Red Hat Enterprise Linux AS 4 Release Notes

The version of glibc provided with Red Hat Enterprise Linux 4 performs additional internal sanity checks to prevent and detect data corruption as early as possible. By default, should corruption be detected, a message similar to the following will be displayed on standard error (or logged via syslog if stderr is not open):

*** glibc detected *** double free or corruption: 0x0937d008 ***

By default, the program that generated this error will also be killed; however, this (and whether or not an error message is generated) can be controlled via the MALLOC_CHECK_ environment variable. The following settings are supported:

Should you have a program from a third party ISV that triggers these corruption checks and displays a message, you should file a defect report with the application's vendor, since this indicates a serious bug.

Red Hat Enterprise Linux 4 includes a kernel known as the hugemem kernel. This kernel supports a 4GB per-process user space (versus 3GB for the other kernels), and a 4GB direct kernel space. Using this kernel allows Red Hat Enterprise Linux to run on systems with up to 64GB of main memory. The hugemem kernel is required in order to use all the memory in system configurations containing more than 16GB of memory. The hugemem kernel can also benefit configurations running with less memory (if running an application that could benefit from the larger per-process user space, for example.)

To install the hugemem kernel, enter the following command while logged in as root:

rpm -ivh <kernel-rpm>

            

(Where <kernel-rpm> is the name of the hugemem kernel RPM file — kernel-hugemem-2.6.9-1.648_EL.i686.rpm, for example.)

After the installation is complete, reboot your system, making sure to select the newly-installed hugemem kernel. After testing your system for proper operation while running the hugemem kernel, you should modify the /boot/grub/grub.conf file so that the hugemem kernel is booted by default.

Although Red Hat Enterprise Linux 4 includes support for rawio, it is now a deprecated interface. If your application performs device access using this interface, Red Hat encourages you to modify your application to open the block device with the O_DIRECT flag. The rawio interface will exist for the life of Red Hat Enterprise Linux 4, but is a candidate for removal from future releases.

Asynchronous I/O (AIO) on file systems is currently only supported in O_DIRECT, or non-buffered mode. Also note that the asynchronous poll interface is no longer present, and that AIO on pipes is no longer supported.

The sound subsystem is now based on ALSA; the OSS modules are no longer available.

System environments using the kernel's "hugepage" functionality should be aware that the name of the /proc/ entry controlling this feature changed between Red Hat Enterprise Linux 3 and Red Hat Enterprise Linux 4:

The kernel shipped with Red Hat Enterprise Linux 4 now includes support for Enhanced Disk Device (EDD) polling, which queries for bootable disk device information directly from the disk controller BIOS and stores it as an entry in the /sys filesystem.

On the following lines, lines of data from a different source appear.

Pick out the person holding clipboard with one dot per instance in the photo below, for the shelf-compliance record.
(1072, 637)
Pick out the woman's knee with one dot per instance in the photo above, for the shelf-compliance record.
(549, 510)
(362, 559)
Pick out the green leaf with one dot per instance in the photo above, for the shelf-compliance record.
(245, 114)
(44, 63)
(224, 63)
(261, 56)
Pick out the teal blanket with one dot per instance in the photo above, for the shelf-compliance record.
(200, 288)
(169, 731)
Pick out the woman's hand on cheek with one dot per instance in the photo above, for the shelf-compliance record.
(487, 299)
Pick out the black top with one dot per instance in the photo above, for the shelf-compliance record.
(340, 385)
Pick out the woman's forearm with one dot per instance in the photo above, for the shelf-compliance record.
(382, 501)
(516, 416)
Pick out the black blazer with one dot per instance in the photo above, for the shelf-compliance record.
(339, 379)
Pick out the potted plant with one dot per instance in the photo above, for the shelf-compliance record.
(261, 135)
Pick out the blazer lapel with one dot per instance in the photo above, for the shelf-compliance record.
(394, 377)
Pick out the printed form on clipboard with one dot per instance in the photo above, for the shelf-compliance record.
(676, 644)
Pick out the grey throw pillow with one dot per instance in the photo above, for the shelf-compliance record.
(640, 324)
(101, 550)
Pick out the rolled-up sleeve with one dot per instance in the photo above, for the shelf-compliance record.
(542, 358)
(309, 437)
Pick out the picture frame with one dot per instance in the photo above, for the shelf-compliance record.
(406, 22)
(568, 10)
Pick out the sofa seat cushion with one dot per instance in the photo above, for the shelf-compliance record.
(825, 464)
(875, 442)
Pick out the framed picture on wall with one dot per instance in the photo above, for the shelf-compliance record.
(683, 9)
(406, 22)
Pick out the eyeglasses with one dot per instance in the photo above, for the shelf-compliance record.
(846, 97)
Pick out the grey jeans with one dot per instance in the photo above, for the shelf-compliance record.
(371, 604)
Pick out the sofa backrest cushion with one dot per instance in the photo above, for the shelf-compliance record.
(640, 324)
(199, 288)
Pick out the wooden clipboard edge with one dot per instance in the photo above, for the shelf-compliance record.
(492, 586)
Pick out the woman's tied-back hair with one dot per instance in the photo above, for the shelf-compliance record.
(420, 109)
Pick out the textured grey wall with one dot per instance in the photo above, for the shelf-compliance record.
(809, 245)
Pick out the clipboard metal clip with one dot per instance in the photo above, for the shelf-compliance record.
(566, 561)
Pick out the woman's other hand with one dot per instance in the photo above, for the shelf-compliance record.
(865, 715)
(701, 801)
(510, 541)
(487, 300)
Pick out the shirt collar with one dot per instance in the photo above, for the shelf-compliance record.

Two significant kernel command-line options related to EDD have also been added:

The initial release of Red Hat Enterprise Linux 4 does not support USB hard disk drives. However, other USB storage devices, such as flash media, CD-ROM and DVD-ROM devices are currently supported.

The kernel shipped with Red Hat Enterprise Linux 4 includes the new megaraid_mbox driver from LSI Logic, which replaces the megaraid driver. The megaraid_mbox driver has an improved design, is compatible with the 2.6 kernel, and includes support for the latest hardware. However, megaraid_mbox does not support some of the older hardware that was supported by the megaraid driver.

Adapters with the following PCI vendor ID and device ID pairs are not supported by the megaraid_mbox driver:

vendor, device

0x101E, 0x9010
0x101E, 0x9060
0x8086, 0x1960

The lspci -n command can be used to display the IDs for adapters installed in a particular machine. Products with these IDs are known by (but not limited to) the following model names:

Both Dell and LSI Logic have indicated that they no longer support these models in the 2.6 kernel. As a result, these adapters are not supported in Red Hat Enterprise Linux 4.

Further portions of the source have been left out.